Nov 05 09:13:50 devstack1 octavia-worker[1265770]: ERROR octavia.common.base_taskflow
Nov 05 09:13:50 devstack1 octavia-worker[1265770]: ERROR octavia.common.base_taskflow During handling of the above exception, another exception occurred:
Nov 05 09:13:50 devstack1 octavia-worker[1265770]: ERROR octavia.common.base_taskflow
Nov 05 09:13:50 devstack1 octavia-worker[1265770]: ERROR octavia.common.base_taskflow Traceback (most recent call last):
Nov 05 09:13:50 devstack1 octavia-worker[1265770]: ERROR octavia.common.base_taskflow File "/opt/stack/taskflow/taskflow/jobs/backends/impl_redis.py", line 730, in _loads
Nov 05 09:13:50 devstack1 octavia-worker[1265770]: ERROR octavia.common.base_taskflow return misc.decode_msgpack(blob, root_types=root_types)
Nov 05 09:13:50 devstack1 octavia-worker[1265770]: ERROR octavia.common.base_taskflow File "/opt/stack/taskflow/taskflow/utils/misc.py", line 323, in decode_msgpack
Nov 05 09:13:50 devstack1 octavia-worker[1265770]: ERROR octavia.common.base_taskflow raise ValueError("Expected msgpack decodable data: %s" % e)
Nov 05 09:13:50 devstack1 octavia-worker[1265770]: ERROR octavia.common.base_taskflow ValueError: Expected msgpack decodable data: unpack(b) received extra data.

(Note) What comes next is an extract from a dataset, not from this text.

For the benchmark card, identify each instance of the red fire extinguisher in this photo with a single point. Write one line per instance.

Nov 05 09:13:50 devstack1 octavia-worker[1265770]: ERROR octavia.common.base_taskflow
Nov 05 09:13:50 devstack1 octavia-worker[1265770]: ERROR octavia.common.base_taskflow The above exception was the direct cause of the following exception:
Nov 05 09:13:50 devstack1 octavia-worker[1265770]: ERROR octavia.common.base_taskflow
Nov 05 09:13:50 devstack1 octavia-worker[1265770]: ERROR octavia.common.base_taskflow Traceback (most recent call last):
Nov 05 09:13:50 devstack1 octavia-worker[1265770]: ERROR octavia.common.base_taskflow File "/opt/stack/octavia/octavia/common/base_taskflow.py", line 186, in run_conductor
Nov 05 09:13:50 devstack1 octavia-worker[1265770]: ERROR octavia.common.base_taskflow conductor.run()

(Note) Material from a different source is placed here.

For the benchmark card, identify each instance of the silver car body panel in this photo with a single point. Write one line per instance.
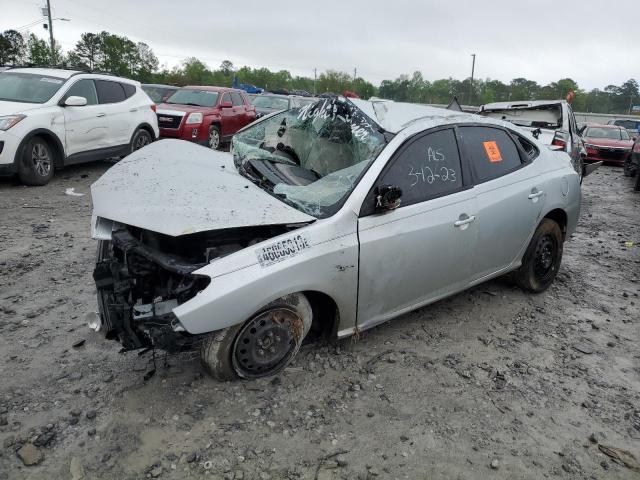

Nov 05 09:13:50 devstack1 octavia-worker[1265770]: ERROR octavia.common.base_taskflow File "/opt/stack/taskflow/taskflow/conductors/backends/impl_executor.py", line 327, in run
Nov 05 09:13:50 devstack1 octavia-worker[1265770]: ERROR octavia.common.base_taskflow max_dispatches=max_dispatches)
Nov 05 09:13:50 devstack1 octavia-worker[1265770]: ERROR octavia.common.base_taskflow File "/opt/stack/taskflow/taskflow/conductors/backends/impl_executor.py", line 288, in _run_until_dead
Nov 05 09:13:50 devstack1 octavia-worker[1265770]: ERROR octavia.common.base_taskflow for job in job_it:
Nov 05 09:13:50 devstack1 octavia-worker[1265770]: ERROR octavia.common.base_taskflow File "/opt/stack/taskflow/taskflow/jobs/base.py", line 336, in __next__
Nov 05 09:13:50 devstack1 octavia-worker[1265770]: ERROR octavia.common.base_taskflow ensure_fresh=self.ensure_fresh))
Nov 05 09:13:50 devstack1 octavia-worker[1265770]: ERROR octavia.common.base_taskflow File "/opt/stack/taskflow/taskflow/jobs/backends/impl_redis.py", line 848, in <lambda>
Nov 05 09:13:50 devstack1 octavia-worker[1265770]: ERROR octavia.common.base_taskflow board_fetch_func=lambda ensure_fresh: self._fetch_jobs())
Nov 05 09:13:50 devstack1 octavia-worker[1265770]: ERROR octavia.common.base_taskflow File "/opt/stack/taskflow/taskflow/jobs/backends/impl_redis.py", line 818, in _fetch_jobs
Nov 05 09:13:50 devstack1 octavia-worker[1265770]: ERROR octavia.common.base_taskflow job_data = self._loads(raw_posting)
Nov 05 09:13:50 devstack1 octavia-worker[1265770]: ERROR octavia.common.base_taskflow File "/opt/stack/taskflow/taskflow/jobs/backends/impl_redis.py", line 737, in _loads
Nov 05 09:13:50 devstack1 octavia-worker[1265770]: ERROR octavia.common.base_taskflow " msgpack blob (of length %s)" % len(blob))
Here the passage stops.